私はもう3年くらいになりますか、毎日米糠を食べています。一食に大匙1杯の米糠を食べます。糠は底の分厚い大きな鍋で弱火で15分程度煎ります。煎り上げて容器に移して温度を計りますと120℃くらいになっています。少し色がつくくらいで香ばしい香りがします。朝は納豆に混ぜて食べます。昼、夜はご飯に振りかけて食べますが、おかずに混ぜても食べやすいです。食べ始めて2、3日で気が付いたのは足が軽くなったことです。他にはお通じがとか目に見える形で変化があったことです。(個人の感想です)私のところではもう15年、農薬も化学肥料も一切使用せず、米も黒大豆も野菜も育てています。米糠をただ農業用だけに使うのはもったいないし、自分の栽培した米の糠ですから人間が食べるほうがよいのではと思って、精米したらすぐに煎って小袋に詰め冷凍保存しています。

 
私も米糠を食べることを進めるものですから、私の周りの方々も米糠ファンが増え、皆様から喜ばれています。今、木村式農法の米糠は米よりも高いと聞いたことがあります。糠は米の10%ほどしか取れませんし、有機栽培や自然栽培のものはわずかしかありませんので、希少価値が高いからでしょう。人間の食用にせず他の用途に回していたものが、これほど健康増進に役立つことであれば、放っておくことはないと思います。いろいろな健康法がありますが、身近なところから見直してみるのもいいのではないかと思っています。

健康長寿食を目指して Vol.01

私が料理人になってから無力だな、と感じたことの一つに、その当時は与えられたもの、販売されているものしか手に入れることができないという現実でした。最初に感じたのが1965年頃だったと思います。厨房で大きな和牛のバラ肉をフライパンで焼いていた時、異様な匂いに気が付きました。何回も匂いを嗅ぎながらBHC或はDDTの匂いだと思いました。しかし、これしか無いし、これを料理しなくてはならない、ということに限界を感じたのです。

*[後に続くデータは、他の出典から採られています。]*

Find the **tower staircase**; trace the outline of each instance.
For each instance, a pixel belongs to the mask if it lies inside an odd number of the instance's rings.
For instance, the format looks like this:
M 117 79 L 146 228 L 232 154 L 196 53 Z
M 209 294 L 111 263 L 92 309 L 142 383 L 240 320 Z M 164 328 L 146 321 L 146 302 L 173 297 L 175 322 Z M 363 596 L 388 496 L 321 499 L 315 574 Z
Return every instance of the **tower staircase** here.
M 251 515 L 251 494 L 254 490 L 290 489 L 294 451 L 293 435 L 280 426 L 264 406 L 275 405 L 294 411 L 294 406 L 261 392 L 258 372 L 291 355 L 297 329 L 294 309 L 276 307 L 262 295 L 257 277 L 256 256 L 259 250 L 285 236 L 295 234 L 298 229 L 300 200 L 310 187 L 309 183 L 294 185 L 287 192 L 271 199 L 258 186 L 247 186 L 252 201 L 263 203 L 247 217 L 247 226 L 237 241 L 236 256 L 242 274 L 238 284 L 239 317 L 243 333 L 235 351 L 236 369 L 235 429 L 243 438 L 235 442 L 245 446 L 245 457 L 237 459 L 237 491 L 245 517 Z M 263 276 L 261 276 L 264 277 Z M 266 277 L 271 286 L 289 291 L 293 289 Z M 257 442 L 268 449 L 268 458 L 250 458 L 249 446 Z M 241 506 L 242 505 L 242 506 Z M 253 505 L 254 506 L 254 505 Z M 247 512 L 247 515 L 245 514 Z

 私が中学生の当時、1956年頃のことですが学校で「赤い旗が立っている田んぼには近寄ってはならない」と注意がありました。田にはパラチオンという農薬がまかれていたのです。BHCやDDTは子供の頃、ノミやシラミの駆除と言って、頭からかけられていた身近な存在でしたが、稲の害虫駆除のため散布されていたものです。その稲わらが牛の飼料となり、稲わらに含まれていた農薬が牛の体内に入り、脂肪に蓄積されていたものと思われます。今に至るまで日本は世界で一番多く農薬を使用し、OECDの2002年の統計では1平方㎞当たりの使用量は1.5トン。スウェーデン、ポーランド、カナダ等は0.06から0.07トンですから桁外れに大量の農薬を使用しています。世界で大量に使用されていると思われるアメリカでさえ0.21トンです。7倍以上も使用していることになります。
 
 料理人でなくても日本の消費者、家庭でも、販売されているものしか手に入らないのではないでしょうか、農家ですら自分で栽培していない物は買わなければなりません。家庭菜園をしているから大丈夫と思っていても、化学肥料や農薬を使用していませんか、折角、自分で栽培する機会が与えられているのですから、自分の菜園は安心、安全であってほしいですね、大阪愛農食品センター在職中は有機農法や自然食品について語ることもありましたが、今はあまり語る機会がなくなりました。また、一般的にも40年ほど前、私などが食品公害に立ち向かって声を挙げていた時と違い、おとなしい感じがします。食品公害について語られるのを聞く機会が少ないし、その声も弱いように思えます。食糧危機やTPPの問題にしても、今は金を出せば買えるから、安いものが入ってくるようになれば有難いと思われているのでしょうか。
 
 国力とは自分の国土で暮らす自国民に充分な食糧を生産することの出来る力を持つことではないかと思います。自分の国で生産する力が最低限の力であり、その土台の上に全てのことが蓄積され、その結果が真の国力と思えるのです。
 
 「食」は生産、加工調理、食するという過程を経る事ですがこの三つのことについてこれからも書いてみたいと思っています。当たり障りのあることを書くかもしれませんが、ご容赦ください。
 
*OECDの資料は大和肥料株式会社さんの有機農業支援技術集からの引用です。
 
 
 

虫魂碑(ちゅうこんひ)

 40年近く前になりますが、奈良県五條市の慈光会、梁瀬義了先生のところを訪れた時のことです。梁瀬先生のご案内で慈光会直営農場を見学させていただきました。農場の向かいの山は行政の開発する農場の造成で、山に大きなブルドーザーなどの重機が入って山肌を削り人工的に農地を作っていました。慈光会直営農場は大掛かりな造成ではなく、自然を生かして開墾された農場でした。畑にはキャベツなどの野菜が植えられていましたが、畑の傍に「虫魂碑」というのが建立されていました。「忠魂碑」というのは見たことがありましたが、「虫魂碑」というのは始めてで、さすがに仏教者、僧籍のある方だなと思いました。いつもご自宅でご近所の方を招き説法をされていましたが、先生の法話を楽しみに大勢の方が見えておられました。私も出席してお聴きしたことがありますがその頃は、有機農法について多く語られ、死の農法から生の農法への転換が国を救うことになる、救国の農法として力を込めて語っておられました。

 
 農場には沢山の昆虫やミミズなど土中に生息している生き物がいます。刈払機で草を刈っているとき振動に驚いてミミズが土の中から這い出して、草と一緒に切ってしまう時があります。またカエルが飛び込んで来る時もあります。草の陰で見えないときは切ってしまう時もあります。トカゲなどはすぐ前を這っていきます。なかなか逃げません。切れへんかとひやひやしますが、急ぐときは手で掴んで安全なところに放り投げます。耕運機やトラクターで耕耘する時はハクセキレイや鴉が飛んできます。セキレイは土の中から出てくる虫を取って食べます。鴉も虫を食べますが主にカエルを取って食べます。
 
 有機農法でも害虫は駆除しなければなりませんので、作物を作るためには沢山の虫などの生き物が犠牲になります。梁瀬先生は僧侶になる資格を持ったお医者様で慈悲を説き、有機農法を広め、国民の生命と健康を守る働きを始められた有機農法の先駆者です。一方で小さな虫なども憐れむ優しい心を持ち慈悲を実行された先生です。その証が「虫魂碑」です。私も農業をするようになるとは思いませんでしたが、ご縁をいただいて現在は有機農法による農家レストランを経営していますが、いつも梁瀬先生のことを思い出しながら、先生に教えられたことを実践しながら、国民の生命と健康を守る農法と、健康長寿食の研究を続けていきたいと願って励んでいます。